Australia’s Eurovision odds take big jump
Kate Miller-Heidke is flying high after her first rehearsal of her Zero Gravity performance unveiled bold new staging and a gorgeous gown for her 2019 Eurovision Song Contest campaign in Tel Aviv.
The Australian representative has dramatically revamped her staging and costuming from the presentation which won her the inaugural Australia: Decides competition in February.
The popera star is now delivering her song on the same acrobatic bendy poles as her two dancers from the acclaimed Strange Fruit performing arts company in Melbourne.
Instead of the cascading dress she wore at the Gold Coast selection show, Miller-Heidke revealed a stunning costume made of metallic tulles and sheer organza by Sydney designer Steven Khalil, which took 100 hours to create.

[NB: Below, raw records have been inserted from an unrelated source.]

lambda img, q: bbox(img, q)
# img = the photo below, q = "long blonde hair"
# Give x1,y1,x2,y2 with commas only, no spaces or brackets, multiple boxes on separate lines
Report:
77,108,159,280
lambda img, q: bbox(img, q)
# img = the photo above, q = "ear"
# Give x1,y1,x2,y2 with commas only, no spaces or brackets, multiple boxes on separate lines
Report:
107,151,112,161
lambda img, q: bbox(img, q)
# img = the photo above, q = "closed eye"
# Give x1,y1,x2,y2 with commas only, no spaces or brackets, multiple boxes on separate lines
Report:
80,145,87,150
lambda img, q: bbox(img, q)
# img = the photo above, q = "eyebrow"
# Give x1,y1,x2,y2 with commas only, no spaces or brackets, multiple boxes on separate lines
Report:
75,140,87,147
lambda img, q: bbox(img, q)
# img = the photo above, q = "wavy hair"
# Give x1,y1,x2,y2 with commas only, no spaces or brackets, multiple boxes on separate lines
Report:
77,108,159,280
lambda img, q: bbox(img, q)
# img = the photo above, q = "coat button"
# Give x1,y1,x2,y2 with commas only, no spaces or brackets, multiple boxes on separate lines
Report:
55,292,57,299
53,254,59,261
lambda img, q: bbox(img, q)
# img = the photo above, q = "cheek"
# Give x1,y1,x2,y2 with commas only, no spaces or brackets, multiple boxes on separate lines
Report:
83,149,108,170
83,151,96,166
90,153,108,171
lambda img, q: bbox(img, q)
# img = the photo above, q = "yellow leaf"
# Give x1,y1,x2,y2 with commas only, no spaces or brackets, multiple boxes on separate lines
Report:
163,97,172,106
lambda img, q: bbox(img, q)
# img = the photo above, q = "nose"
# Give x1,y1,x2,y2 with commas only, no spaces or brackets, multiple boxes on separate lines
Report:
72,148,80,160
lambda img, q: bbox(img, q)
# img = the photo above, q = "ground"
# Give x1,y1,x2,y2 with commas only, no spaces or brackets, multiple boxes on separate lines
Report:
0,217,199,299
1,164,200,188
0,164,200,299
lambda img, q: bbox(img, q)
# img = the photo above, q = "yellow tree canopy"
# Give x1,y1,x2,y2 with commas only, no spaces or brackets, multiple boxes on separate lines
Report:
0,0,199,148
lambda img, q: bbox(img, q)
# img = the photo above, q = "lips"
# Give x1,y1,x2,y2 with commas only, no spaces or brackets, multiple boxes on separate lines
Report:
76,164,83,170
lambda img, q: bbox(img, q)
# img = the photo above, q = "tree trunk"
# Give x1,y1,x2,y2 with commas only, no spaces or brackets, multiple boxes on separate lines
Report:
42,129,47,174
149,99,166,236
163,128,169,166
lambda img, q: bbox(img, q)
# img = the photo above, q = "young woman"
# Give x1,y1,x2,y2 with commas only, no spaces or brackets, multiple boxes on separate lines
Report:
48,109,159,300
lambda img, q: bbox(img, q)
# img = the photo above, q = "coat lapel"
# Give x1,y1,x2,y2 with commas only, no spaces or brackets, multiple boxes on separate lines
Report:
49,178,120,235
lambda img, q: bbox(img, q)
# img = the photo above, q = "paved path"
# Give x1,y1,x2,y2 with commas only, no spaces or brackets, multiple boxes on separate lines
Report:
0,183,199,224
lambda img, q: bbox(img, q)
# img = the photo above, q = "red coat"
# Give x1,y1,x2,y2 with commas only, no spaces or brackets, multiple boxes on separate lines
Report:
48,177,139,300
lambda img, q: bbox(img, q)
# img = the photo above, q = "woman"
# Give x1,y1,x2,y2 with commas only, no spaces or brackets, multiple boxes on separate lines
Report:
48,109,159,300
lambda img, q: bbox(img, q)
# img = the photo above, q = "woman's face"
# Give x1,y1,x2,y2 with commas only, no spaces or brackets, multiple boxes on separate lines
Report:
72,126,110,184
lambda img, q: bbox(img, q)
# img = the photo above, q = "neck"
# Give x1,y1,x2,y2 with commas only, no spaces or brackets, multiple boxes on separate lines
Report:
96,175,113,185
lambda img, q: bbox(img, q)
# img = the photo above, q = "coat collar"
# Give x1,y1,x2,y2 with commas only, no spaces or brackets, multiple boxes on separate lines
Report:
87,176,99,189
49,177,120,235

She wore a spiky crown of stars, tying with the out-of-the-world feeling and lyrics of Zero Gravity which was inspired by her two-year battle with post natal depression after the birth of her son Ernie.
While Australia's chances of making the grand final from her semi-final weren't great before the first rehearsal according to Eurovision pundits, they have drastically improved after fans and critics witnessed her in action on the weekend.
The dramatic staging, which features Miller-Heidke performing above the stage against a giant video wall of the earth, space and a galaxy of stars, scored favourable reviews from the Eurovision bloggers already in Tel Aviv ahead of the competition kick off on May 15.
The novelty of Australia performing at the world's biggest talent competition has waned in our fifth outing, with Miller-Heidke desperately needing to win over fans to improve our position from Jessica Mauboy's 20th finish last year.
"Miller-Heidke from Australia is today's winner. Not only did she win our Press Poll today, she is also climbing with the bookmakers," blog site ESCXtra posted.
"She is rapidly approaching the top ten, coming from #16 yesterday. It seems to be a matter of time before the odds for Zero Gravity drop to the levels of Greece and Cyprus. What's the limit for Australia?"
Miller-Heidke has been training once a week since February with the Strange Fruit company to perfect her performance on the acrobatic pole.
She said the revamped staging was to put focus back on the song.
"The Australia: Decides performance worked on a lot of levels but there was a lot going on; it was quite full-on to watch and what we all really wanted to do this time was streamline everything so the song could take centre stage because there's (also) a fair bit going on in the song," she told ESCDaily after her rehearsal.
"I get to move now, which is great. It took a little bit of getting used to but it's actually surprising good I think because you are forced to not lock too much.
"(But) I don't want to end up bending backwards; that would be terrible."